Ketua Kogasma Partai Demokrat Agus Harimurti Yudhoyono (AHY) (dok: Rangga Monitor)

MONITOR, Jakarta – Putra sulung Presiden RI ke-6 Susilo Bambang Yudhoyono, Agus Harimurti Yudhioyono atau AHY menyoroti berita pembatalan perjanjian senjata nuklir jarak menengah (INF) antara Amerika Serikat dan Rusia.

“Ini mengejutkan dan buruk bagi dunia. Perlombaan senjata nuklir bisa terjadi lagi. Dunia yang sudah banyak konflik dan peperangan, makin tidak aman,” kata AHY dalam laman resmi Twitternya, Senin (4/2).

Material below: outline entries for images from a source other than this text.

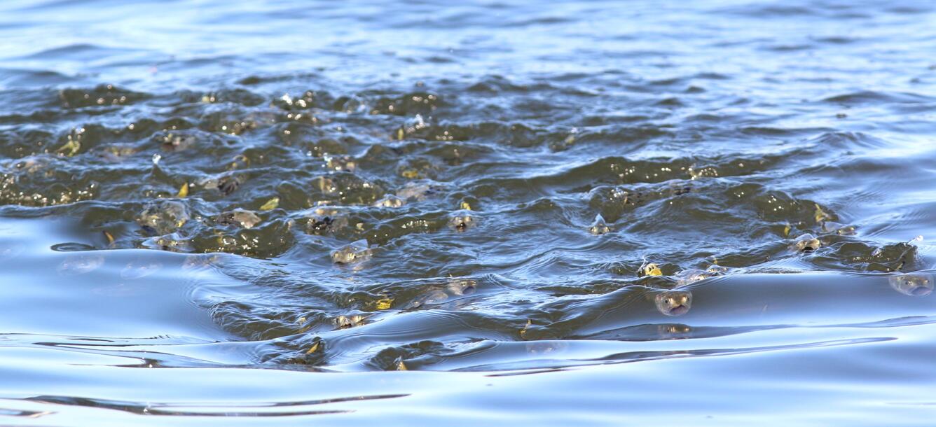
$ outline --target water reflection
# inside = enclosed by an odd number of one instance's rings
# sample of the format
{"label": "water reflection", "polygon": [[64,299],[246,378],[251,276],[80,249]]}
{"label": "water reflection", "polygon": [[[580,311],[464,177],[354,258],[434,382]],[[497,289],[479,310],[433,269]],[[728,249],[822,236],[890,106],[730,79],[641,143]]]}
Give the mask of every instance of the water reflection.
{"label": "water reflection", "polygon": [[910,296],[927,296],[933,291],[934,277],[929,273],[905,273],[887,278],[895,291]]}

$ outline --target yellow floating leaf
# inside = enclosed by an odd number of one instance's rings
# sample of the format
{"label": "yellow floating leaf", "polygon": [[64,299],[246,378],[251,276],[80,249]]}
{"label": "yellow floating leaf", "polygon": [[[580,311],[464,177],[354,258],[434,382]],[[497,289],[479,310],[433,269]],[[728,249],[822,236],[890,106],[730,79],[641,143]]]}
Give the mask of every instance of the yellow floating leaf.
{"label": "yellow floating leaf", "polygon": [[81,143],[78,142],[77,139],[69,138],[68,142],[65,143],[62,147],[59,147],[55,152],[71,157],[77,154],[79,149],[81,149]]}
{"label": "yellow floating leaf", "polygon": [[263,206],[260,206],[260,210],[273,210],[279,206],[280,206],[280,198],[273,197],[268,200],[267,203],[263,204]]}
{"label": "yellow floating leaf", "polygon": [[822,207],[819,206],[819,204],[816,204],[816,211],[815,211],[816,222],[822,222],[826,220],[830,220],[831,218],[832,217],[830,217],[827,213],[826,213],[826,211],[822,210]]}
{"label": "yellow floating leaf", "polygon": [[374,304],[374,306],[378,310],[386,310],[389,308],[391,306],[393,306],[393,298],[384,298],[382,300],[377,300],[376,304]]}
{"label": "yellow floating leaf", "polygon": [[649,263],[644,267],[644,276],[663,276],[663,271],[655,263]]}

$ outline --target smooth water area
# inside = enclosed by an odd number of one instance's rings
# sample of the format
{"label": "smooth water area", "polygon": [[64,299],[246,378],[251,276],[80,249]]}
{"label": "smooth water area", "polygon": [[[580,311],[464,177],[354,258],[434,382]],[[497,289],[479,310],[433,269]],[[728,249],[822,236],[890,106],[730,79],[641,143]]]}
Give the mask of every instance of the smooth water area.
{"label": "smooth water area", "polygon": [[936,4],[0,4],[0,425],[931,425]]}

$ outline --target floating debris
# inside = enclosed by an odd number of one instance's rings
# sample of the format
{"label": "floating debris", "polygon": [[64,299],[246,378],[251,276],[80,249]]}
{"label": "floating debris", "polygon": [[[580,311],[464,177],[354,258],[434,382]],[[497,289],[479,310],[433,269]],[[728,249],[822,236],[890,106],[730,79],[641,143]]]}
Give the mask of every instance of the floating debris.
{"label": "floating debris", "polygon": [[331,261],[344,264],[358,263],[370,260],[372,255],[373,251],[367,240],[360,239],[331,252]]}

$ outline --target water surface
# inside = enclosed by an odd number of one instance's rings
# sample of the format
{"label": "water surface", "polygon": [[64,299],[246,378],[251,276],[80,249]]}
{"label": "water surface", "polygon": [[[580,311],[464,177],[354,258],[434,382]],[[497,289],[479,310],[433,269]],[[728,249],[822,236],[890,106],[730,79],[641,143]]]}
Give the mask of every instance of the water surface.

Ia mengatakan, dulu, pada tahun 1987, ketika Reagan menjabat sebagai Presiden AS dan Presiden Uni Soviet Gorbachev menandatangani perjanjian INF, dunia merasa lega. Dunia tak terhantui perang nuklir bisa terjadi setiap saat. Apalagi Perang Dingin pun berakhir.

Kini, menurut AHY, dunia perlu bersatu termasuk kepemimpinan PBB, untuk meminta Amerika Serikat (Trump) dan Rusia (Putin) tetap mempertahankan komitmen untuk tidak mengembangkan senjata nuklir.

“Kalau ada persoalan, lakukan negosiasi dan tak langsung batalkan perjanjian INF,” tegas suami Annisa Pohan.

Lebih lanjut, Komandan Kogasma Demokrat ini tak habis pikir dan tak mampu membayangkan jika dunia kembali berlomba-lomba kembangkan senjata nuklir.

“Bagaimana pula kalau para pemimpin AS, Rusia dan negara lain yang punya nuklir salah perhitungan (miskalkulasi) & “grusa-grusu” dalam ambil keputusan, termasuk penggunaan senjata nuklir? Jadi apa dunia kita?” kata dia.

“Saya berpendapat, Indonesia harus berada di depan untuk suarakan dunia yang damai, bebas dari senjata nuklir. Sebagai anggota G20 dan negara terbesar di ASEAN, kita punya hak dan peluang untuk itu. Ini juga perintah konstitusi,” pungkas AHY.